I ran into a similar situation in adding factory dual exhaust to my '80 Newport. I'd always wondered why the similar '79 Cordoba "300" was not available with a power driver's seat. I found out when I discovered the front floor pan section for such a factory dual exhaust car (with DUAL factory catalytic converters, one on each side for true duals) also meant the floor pan had to be clearanced for the lh cat and heat shielding . . . which required an adapter to mover the seat tracks on the lh side closer together, such that a power mechanism would not fit between the resulting 3" wide space. When I saw some '79 Chrysler police cars in the salvage yard, I also discovered that hidden under that 3" of padding was a plate for a console shifter to mount to, as the '75-'79 Cordobas typically had, as well as the similar other Plymouth and Dodges of that time.
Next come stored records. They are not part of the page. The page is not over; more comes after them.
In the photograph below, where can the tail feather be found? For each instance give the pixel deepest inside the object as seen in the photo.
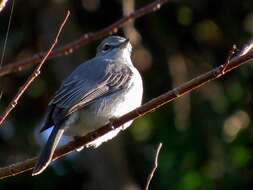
(48, 151)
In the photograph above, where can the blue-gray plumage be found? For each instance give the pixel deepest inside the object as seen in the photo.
(100, 89)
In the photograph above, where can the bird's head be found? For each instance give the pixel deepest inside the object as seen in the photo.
(114, 45)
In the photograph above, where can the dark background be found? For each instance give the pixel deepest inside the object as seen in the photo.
(207, 135)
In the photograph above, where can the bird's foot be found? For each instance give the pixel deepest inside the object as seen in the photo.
(79, 148)
(111, 121)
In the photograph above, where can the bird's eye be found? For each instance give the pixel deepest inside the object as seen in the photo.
(106, 47)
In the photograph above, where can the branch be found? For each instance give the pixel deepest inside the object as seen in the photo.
(84, 40)
(32, 77)
(146, 108)
(154, 167)
(2, 4)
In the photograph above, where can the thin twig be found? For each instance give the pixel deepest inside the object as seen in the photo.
(2, 4)
(84, 40)
(146, 108)
(32, 77)
(154, 166)
(7, 33)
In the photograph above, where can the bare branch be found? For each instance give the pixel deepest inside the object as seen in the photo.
(32, 77)
(2, 4)
(154, 167)
(7, 32)
(84, 40)
(146, 108)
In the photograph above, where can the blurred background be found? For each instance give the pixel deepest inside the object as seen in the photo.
(207, 135)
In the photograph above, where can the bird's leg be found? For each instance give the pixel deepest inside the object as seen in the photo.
(80, 148)
(111, 121)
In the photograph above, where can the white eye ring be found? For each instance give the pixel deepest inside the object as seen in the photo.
(106, 47)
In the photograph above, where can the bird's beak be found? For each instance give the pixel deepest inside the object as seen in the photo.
(124, 44)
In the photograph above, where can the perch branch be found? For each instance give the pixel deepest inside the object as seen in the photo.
(84, 40)
(2, 4)
(154, 167)
(32, 77)
(146, 108)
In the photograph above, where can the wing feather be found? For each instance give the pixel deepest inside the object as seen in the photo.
(80, 90)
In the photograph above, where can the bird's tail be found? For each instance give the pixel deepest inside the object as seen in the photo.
(48, 151)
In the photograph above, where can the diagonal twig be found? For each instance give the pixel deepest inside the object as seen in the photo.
(84, 40)
(146, 108)
(151, 175)
(32, 77)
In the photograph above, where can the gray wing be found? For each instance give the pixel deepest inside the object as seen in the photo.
(86, 84)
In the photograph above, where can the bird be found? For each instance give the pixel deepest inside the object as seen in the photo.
(97, 91)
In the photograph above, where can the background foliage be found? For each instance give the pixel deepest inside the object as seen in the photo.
(207, 135)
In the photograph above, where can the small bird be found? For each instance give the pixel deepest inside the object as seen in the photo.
(102, 88)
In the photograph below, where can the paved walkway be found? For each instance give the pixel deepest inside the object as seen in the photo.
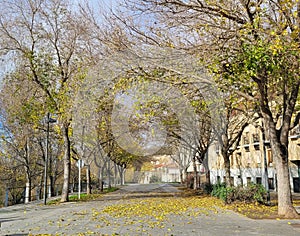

With the Chrysler, I was able to adjust things down a little and get sufficient clearance without any "hammer action" . . . and it's still that way, sans heat shielding (which I also have, including bolts). When I later encountered a Dodge St. Regis police vehicle, I looked under the lh seat and found the "adapter" to allow the existing-width seat frame and seat tracks to be used on the floor pan for the dual exhaust car. I'd suspect the availability of a lh power seat not being available on a "police vehicle" to be more of an issue with "bid prices" than otherwise, until I figured out what was really going on under there.

Just some thoughts,


As for "Gas Monkey" . . . keep those guys inside of Dallas County! Haven't seen the "Dallas Car Sharks" on Velocity Channel, though. To me, they run a "close second" to Chip and the "Overhaulin'" guys, but at least Gas Monkey is doing it on a budget of sorts, without BIG sponsors and such, which can tend to affect how they do some things . . . AND they've at least found some interesting cars to deal with, which might be a plus.